Rangers win again as journeyman goalie Louis Domingue shines: ‘It’s not his first rodeo’ – The Athletic


NEW YORK — If he were a 22-year-old goalie, newly turned pro and pressed into action because of a couple of injuries on the big club, maybe Louis Domingue would have approached Thursday night differently. But this was familiar territory for the 31-year-old, even if it was his first regular-season NHL start since April 24, 2022.

“Sometimes it’s harder when you’re young, but when you get older, you don’t build yourself up too high for a game like this,” Domingue said. “You just try to do the job.”

And that’s exactly what Domingue did in a 4-1 victory over the Minnesota Wild, stopping 25 shots, including 14 in a lopsided second period, as the Rangers moved to 8-0-1 in their last nine games in front of three different goalies. Igor Shesterkin now has been out a full week with what the team is calling “minor soreness.” Jonathan Quick, who started the two previous games after Shesterkin’s injury, is now day to day with an upper-body injury.

So the goalie duo for the Rangers on Thursday was their usual AHL Hartford pair, Domingue and 22-year-old Dylan Garand. Domingue’s last run of NHL games came in the first round of the 2022 playoffs, when he jumped into the net — after an early-game snack of spicy pork and broccoli — for the Penguins at the Garden in Game 1 and picked up the win in triple overtime. Domingue played the next five games of that series, which the Rangers won in seven games.

A couple of months later, Domingue was in the Rangers organization. He had a solid year in the AHL last season (22-12-8, .911 save percentage) but didn’t even get a token call-up. He’d been up and back in the last week, backing up Quick the last two games, before finding out Wednesday night he was making his 127th career start for his seventh NHL franchise.

“He’s been around, he’s played some games,” Peter Laviolette said. “Knowing we had a guy coming in here, it’s not his first rodeo. He really stepped up big for us.”

Domingue had a quick chat with Wild goalie Marc-Andre Fleury at center ice during warmups and made sure to say after the game what the legendary goalie told him.

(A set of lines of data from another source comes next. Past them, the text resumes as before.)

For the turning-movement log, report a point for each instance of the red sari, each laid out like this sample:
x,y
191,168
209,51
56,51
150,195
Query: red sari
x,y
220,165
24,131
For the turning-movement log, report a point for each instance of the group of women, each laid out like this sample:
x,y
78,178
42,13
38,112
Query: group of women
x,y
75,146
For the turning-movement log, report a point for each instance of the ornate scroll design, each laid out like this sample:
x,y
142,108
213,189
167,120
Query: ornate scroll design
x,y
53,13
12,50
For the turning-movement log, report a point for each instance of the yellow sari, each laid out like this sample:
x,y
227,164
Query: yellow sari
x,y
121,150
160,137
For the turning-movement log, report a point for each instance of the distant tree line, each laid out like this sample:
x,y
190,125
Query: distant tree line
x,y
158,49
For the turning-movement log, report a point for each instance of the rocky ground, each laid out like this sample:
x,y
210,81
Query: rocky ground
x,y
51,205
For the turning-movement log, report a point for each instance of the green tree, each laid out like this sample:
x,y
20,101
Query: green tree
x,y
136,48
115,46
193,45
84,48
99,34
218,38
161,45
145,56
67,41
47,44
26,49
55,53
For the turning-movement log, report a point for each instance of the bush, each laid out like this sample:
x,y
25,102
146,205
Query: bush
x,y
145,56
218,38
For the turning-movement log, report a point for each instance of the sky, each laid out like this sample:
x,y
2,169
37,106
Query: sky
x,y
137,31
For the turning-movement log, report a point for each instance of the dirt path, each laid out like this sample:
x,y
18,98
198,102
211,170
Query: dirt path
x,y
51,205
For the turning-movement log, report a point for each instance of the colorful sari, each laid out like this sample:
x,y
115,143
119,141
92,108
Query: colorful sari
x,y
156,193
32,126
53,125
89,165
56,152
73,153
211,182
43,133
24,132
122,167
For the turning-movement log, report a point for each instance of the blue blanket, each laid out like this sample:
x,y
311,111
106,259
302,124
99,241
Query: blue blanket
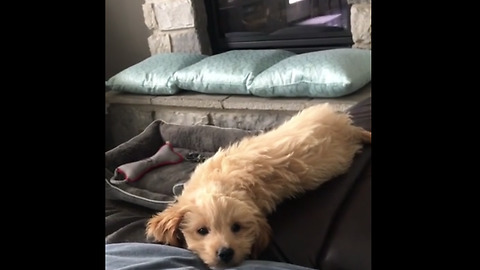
x,y
138,256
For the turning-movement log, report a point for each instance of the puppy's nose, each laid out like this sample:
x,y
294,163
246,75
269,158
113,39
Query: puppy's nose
x,y
225,254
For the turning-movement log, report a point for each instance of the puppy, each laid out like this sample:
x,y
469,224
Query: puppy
x,y
222,213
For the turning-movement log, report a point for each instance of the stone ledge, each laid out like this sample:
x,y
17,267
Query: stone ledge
x,y
195,100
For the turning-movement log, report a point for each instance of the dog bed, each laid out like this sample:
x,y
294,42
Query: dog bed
x,y
325,228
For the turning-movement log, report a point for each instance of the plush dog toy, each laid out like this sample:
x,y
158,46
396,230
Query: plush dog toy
x,y
134,171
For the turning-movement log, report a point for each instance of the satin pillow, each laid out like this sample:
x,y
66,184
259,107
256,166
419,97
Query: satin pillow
x,y
228,73
320,74
154,75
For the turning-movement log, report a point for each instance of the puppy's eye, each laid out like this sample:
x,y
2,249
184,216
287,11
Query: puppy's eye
x,y
202,231
236,227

“It’s actually something that everybody should probably listen to,” Domingue said. “He came to me and said it’s pretty rare that two French (Canadian) guys get to play against each other nowadays in the NHL, so let’s give them a good show. I thought he did and I think I delivered my part, too.”

Domingue did so well he had the Garden faithful chanting his name. “I guess I have an easy name to chant,” he joked. “It was hard enough when I played in the playoffs here. They were booing me, not ‘Lou’-ing me.”

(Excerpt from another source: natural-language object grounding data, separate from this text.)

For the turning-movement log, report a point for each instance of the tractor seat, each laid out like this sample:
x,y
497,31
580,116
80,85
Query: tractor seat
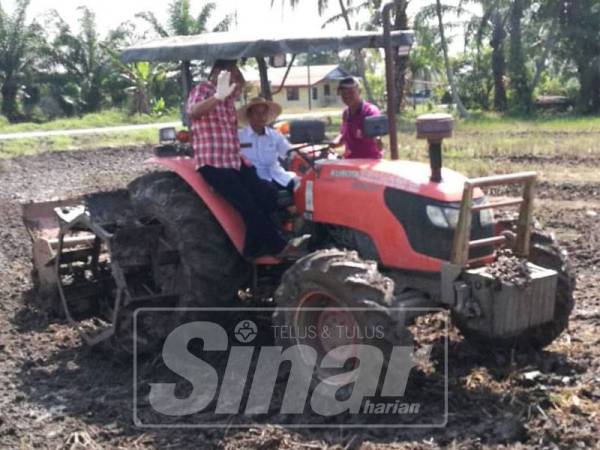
x,y
285,198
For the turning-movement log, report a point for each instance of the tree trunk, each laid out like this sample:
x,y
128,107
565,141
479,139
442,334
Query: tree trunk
x,y
9,99
589,91
541,63
360,59
498,63
401,62
518,72
455,97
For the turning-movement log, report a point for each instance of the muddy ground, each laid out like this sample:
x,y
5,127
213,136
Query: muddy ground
x,y
57,393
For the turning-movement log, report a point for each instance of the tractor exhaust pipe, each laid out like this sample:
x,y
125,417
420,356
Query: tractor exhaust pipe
x,y
434,128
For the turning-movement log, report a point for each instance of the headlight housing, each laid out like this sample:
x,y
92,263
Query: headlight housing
x,y
443,217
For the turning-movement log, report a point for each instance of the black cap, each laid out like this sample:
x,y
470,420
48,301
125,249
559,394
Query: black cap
x,y
348,82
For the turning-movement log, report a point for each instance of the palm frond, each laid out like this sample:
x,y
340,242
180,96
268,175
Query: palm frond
x,y
151,19
201,25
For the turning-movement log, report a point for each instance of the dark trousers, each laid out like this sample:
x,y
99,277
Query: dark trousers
x,y
254,199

The rest of the Rangers — down two goalies, plus Adam Fox and Filip Chytil — delivered their part, at least in the first and third periods. The Artemi Panarin-Vincent Trocheck-Alexis Lafrenière line produced the game’s first two goals, with Lafrenière scoring the eventual game-winner off a two-on-one feed from Panarin 1:41 into the third. That line had a few dominant shifts in the first as well, and is leading the way offensively for a group that hasn’t found much depth scoring of late.

Blake Wheeler did contribute his first goal as a Ranger, one of the easier ones among the 314 he’s scored in his career. A rebound of Will Cuylle’s power-play shot dropped at Wheeler’s feet with an open net and he shoveled it home for a 3-1 lead, and Panarin closed it out with an empty-netter. After a second period in which the Wild held a 34-7 edge in shot attempts, the Rangers’ response in the third was notable.

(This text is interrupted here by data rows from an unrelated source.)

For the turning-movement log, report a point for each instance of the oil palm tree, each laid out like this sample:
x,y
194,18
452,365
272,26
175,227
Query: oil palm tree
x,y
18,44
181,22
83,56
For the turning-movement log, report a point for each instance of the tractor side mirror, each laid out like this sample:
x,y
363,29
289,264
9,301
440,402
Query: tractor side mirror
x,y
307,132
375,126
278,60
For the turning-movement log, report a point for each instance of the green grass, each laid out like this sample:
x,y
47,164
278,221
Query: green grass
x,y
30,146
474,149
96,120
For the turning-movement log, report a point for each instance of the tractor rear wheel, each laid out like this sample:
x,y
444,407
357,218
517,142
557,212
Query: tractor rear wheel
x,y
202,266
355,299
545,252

“Our system we play and our dedication to the defensive side is what’s made us a good team,” Wheeler said. “We missed the guys who weren’t in there, but what a luxury to have a guy like Louis come in and play the way he played.”

Domingue may not get another look, though, with the Rangers off for five days after Sunday’s visit by the Blue Jackets, but it certainly makes sense to give Shesterkin and Quick the maximum rest and let Domingue grab another start.

The Rangers are off to their best start since 2008-09 and have reached 10-2-1 by winning in a variety of ways, with a variety of lineups. And now three different goalies. Laviolette and his coaching staff have done their part, Panarin is the engine and a somewhat odd collection of high-end talents, kids and plumbers have jelled quite nicely to take care of the defensive side — Thursday marked the seventh game of the first 13 in which the Rangers allowed no more than one goal.

“It’s never one thing,” Laviolette said. “It’s probably a combination of a bunch of different things. You can have objectives and what you think is necessary to be successful. If you can check off eight out of 10 of those objectives and you can do it consistently, you probably find yourself winning hockey games.”